Les artistes et les acteurs culturels regroupés autour de la Coalition des acteurs de la musique sont divisés sur certaines questions les concernant. Hier, certains d’entre eux ont annoncé qu’ils vont braver l’arrêté du gouvernement interdisant de faire du spectacle dans les débits de boissons et qu’ils tiendront leur manifestation le 23 décembre, quoi qu’il en soit. D’autres, par contre, décident de calmer le jeu et de continuer les négociations.
Les professionnels du monde de la culture ne décolèrent pas. Réunis au sein de la Coalition des acteurs de la musique (Cam), ils ont rencontré, pendant deux jours, les autorités pour trouver des solutions à la reprise des activités dans ces moments de ‘’traite’’ que sont les fêtes de fin d’année. Surtout qu’ils sont restés 10 mois sans travailler.
Ainsi, à la suite de différentes péripéties qu’ils ont vécues ces derniers jours, ils ont tenu, hier, une conférence de presse. Tous ont regretté le fait que les négociations avec les autorités étatiques, notamment avec le ministre de l’Intérieur, n’aient pas abouti. Parce que c’est au moment où ils espéraient recevoir une réponse positive, qu’il leur a été rétorqué que les cas positifs à la Covid-19 viennent d’augmenter de manière importante.
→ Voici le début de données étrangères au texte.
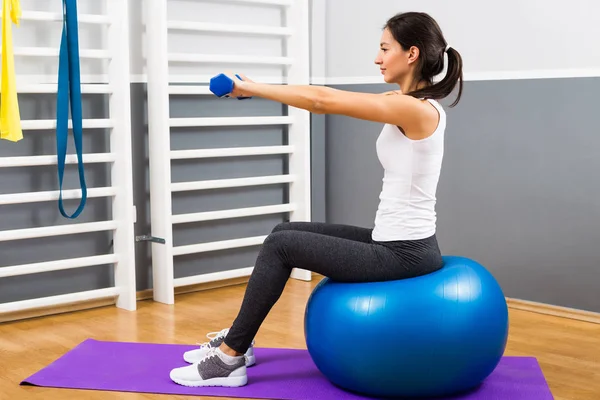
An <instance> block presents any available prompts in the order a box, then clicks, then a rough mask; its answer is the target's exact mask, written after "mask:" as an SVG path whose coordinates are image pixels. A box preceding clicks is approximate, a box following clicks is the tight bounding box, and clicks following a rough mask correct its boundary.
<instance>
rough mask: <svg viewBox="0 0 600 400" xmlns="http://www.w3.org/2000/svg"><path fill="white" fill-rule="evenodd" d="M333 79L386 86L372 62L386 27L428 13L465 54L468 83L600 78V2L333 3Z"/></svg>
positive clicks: (411, 1)
mask: <svg viewBox="0 0 600 400" xmlns="http://www.w3.org/2000/svg"><path fill="white" fill-rule="evenodd" d="M326 4H327V10H326V28H327V29H326V36H325V40H326V50H327V57H326V77H327V80H328V81H329V82H331V83H350V82H360V81H365V82H381V81H382V80H381V77H380V76H379V73H378V72H379V71H378V68H377V66H376V65H375V64H374V63H373V60H374V58H375V56H376V52H377V50H378V45H379V38H380V35H381V28H382V26H383V25H384V23H385V21H386V20H387V19H388V18H389V17H391V16H392V15H394V14H396V13H398V12H402V11H424V12H427V13H429V14H431V15H432V16H433V17H434V18H435V19H436V20H437V21H438V23H439V24H440V26H441V28H442V30H443V32H444V34H445V36H446V38H447V40H448V42H449V43H450V45H451V46H454V47H455V48H456V49H457V50H458V51H459V52H460V53H461V54H462V56H463V59H464V63H465V78H466V79H496V78H506V77H509V78H521V77H547V76H580V75H583V76H589V75H594V76H600V51H599V50H598V43H600V25H599V24H598V16H600V1H598V0H572V1H568V2H567V1H559V0H505V1H502V2H487V1H479V0H462V1H447V0H429V1H426V2H424V1H419V0H403V1H401V2H399V1H396V0H377V1H375V2H371V3H370V4H373V5H375V4H376V6H367V5H366V4H367V3H366V2H365V1H364V0H327V1H326Z"/></svg>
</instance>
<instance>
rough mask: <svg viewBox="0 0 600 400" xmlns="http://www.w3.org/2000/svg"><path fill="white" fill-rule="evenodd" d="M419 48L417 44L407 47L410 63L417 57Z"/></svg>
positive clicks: (409, 63)
mask: <svg viewBox="0 0 600 400" xmlns="http://www.w3.org/2000/svg"><path fill="white" fill-rule="evenodd" d="M419 54H420V50H419V48H418V47H417V46H411V47H410V49H408V63H409V64H412V63H414V62H417V60H418V59H419Z"/></svg>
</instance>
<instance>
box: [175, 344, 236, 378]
mask: <svg viewBox="0 0 600 400" xmlns="http://www.w3.org/2000/svg"><path fill="white" fill-rule="evenodd" d="M218 352H219V350H218V348H216V347H212V348H211V349H210V350H209V351H208V352H207V353H206V356H205V357H204V358H203V359H202V360H200V362H199V363H197V364H192V365H188V366H187V367H181V368H175V369H173V370H171V374H170V377H171V380H172V381H173V382H175V383H177V384H179V385H182V386H189V387H199V386H226V387H239V386H244V385H245V384H246V383H248V375H247V374H246V365H245V361H244V358H245V357H239V358H237V359H236V360H235V361H234V364H228V363H226V362H225V361H223V359H222V358H221V357H220V356H219V354H218Z"/></svg>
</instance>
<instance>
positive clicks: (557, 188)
mask: <svg viewBox="0 0 600 400" xmlns="http://www.w3.org/2000/svg"><path fill="white" fill-rule="evenodd" d="M336 88H339V89H346V90H355V91H365V92H380V91H384V90H387V89H389V87H388V86H387V85H348V86H336ZM599 90H600V79H599V78H585V79H584V78H581V79H538V80H518V81H517V80H514V81H482V82H466V83H465V89H464V93H463V98H462V101H461V103H459V105H458V106H457V107H455V108H453V109H450V108H447V107H446V110H447V114H448V128H447V133H446V134H447V137H446V154H445V160H444V165H443V170H442V176H441V181H440V185H439V190H438V206H437V210H438V236H439V240H440V246H441V247H442V251H443V252H444V253H445V254H457V255H463V256H467V257H472V258H474V259H476V260H478V261H479V262H481V263H482V264H484V265H486V266H487V267H488V268H489V269H490V270H491V271H492V273H493V274H494V275H495V276H496V277H497V279H498V280H499V282H500V284H501V285H502V287H503V289H504V291H505V293H506V295H507V296H510V297H514V298H520V299H526V300H531V301H538V302H543V303H549V304H556V305H561V306H566V307H574V308H580V309H586V310H591V311H597V312H600V296H599V295H598V293H599V292H600V262H599V261H600V258H599V257H598V253H597V246H598V243H600V230H599V229H598V226H600V208H599V207H598V198H599V196H600V183H599V181H598V179H597V177H596V175H597V171H599V170H600V158H599V157H598V150H597V149H598V148H600V136H598V134H597V133H598V127H597V121H596V109H595V107H596V103H597V102H596V101H595V99H596V97H597V93H598V91H599ZM325 125H326V127H325V130H326V138H327V140H326V143H327V151H326V180H327V199H326V204H327V221H328V222H335V223H350V224H357V225H361V226H368V227H371V226H372V225H373V219H374V213H375V210H376V208H377V202H378V195H379V190H380V188H381V176H382V169H381V167H380V165H379V163H378V161H377V157H376V154H375V140H376V138H377V135H378V134H379V130H380V129H381V124H376V123H370V122H362V121H357V120H353V119H351V118H346V117H341V116H327V119H326V124H325Z"/></svg>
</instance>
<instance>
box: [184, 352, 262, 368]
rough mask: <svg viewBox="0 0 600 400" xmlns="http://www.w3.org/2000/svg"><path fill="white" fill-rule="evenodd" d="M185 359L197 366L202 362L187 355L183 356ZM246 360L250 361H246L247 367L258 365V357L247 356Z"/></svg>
mask: <svg viewBox="0 0 600 400" xmlns="http://www.w3.org/2000/svg"><path fill="white" fill-rule="evenodd" d="M183 359H184V360H185V362H187V363H188V364H196V363H198V362H199V361H200V360H198V359H195V358H188V357H186V356H185V355H184V356H183ZM246 359H247V360H248V361H246V367H251V366H253V365H254V364H256V356H246Z"/></svg>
’’Un ministre a organisé une manifestation hier (NDLR : ce jeudi, un diner de gala tenu au musée des Civilisations noires), avec le concours d’un orchestre. Donc, ce que nous notons, c’est deux choses : la première, c’est qu’ils ont bravé l’interdiction qu’ils nous ont notifiée. Et eux-mêmes, ils prouvent qu’en respectant les mesures, on peut faire jouer un orchestre’’, a déclaré la Cam. La patronne de Prince Arts, Ngoné Ndour va plus loin. ‘’Des photos de cette soirée ont été publiées sur Facebook, au moment où on nous demande de ne pas jouer. Les gens ne respectaient ni la distanciation exigée ni le port des masques. On ne comprend pas cette interdiction, parce que, quand on a ouvert les bars, les lieux de spectacles, etc. on n’a pas eu vent d’un cas de Covid issu de ces lieux’’, s’est-elle plainte.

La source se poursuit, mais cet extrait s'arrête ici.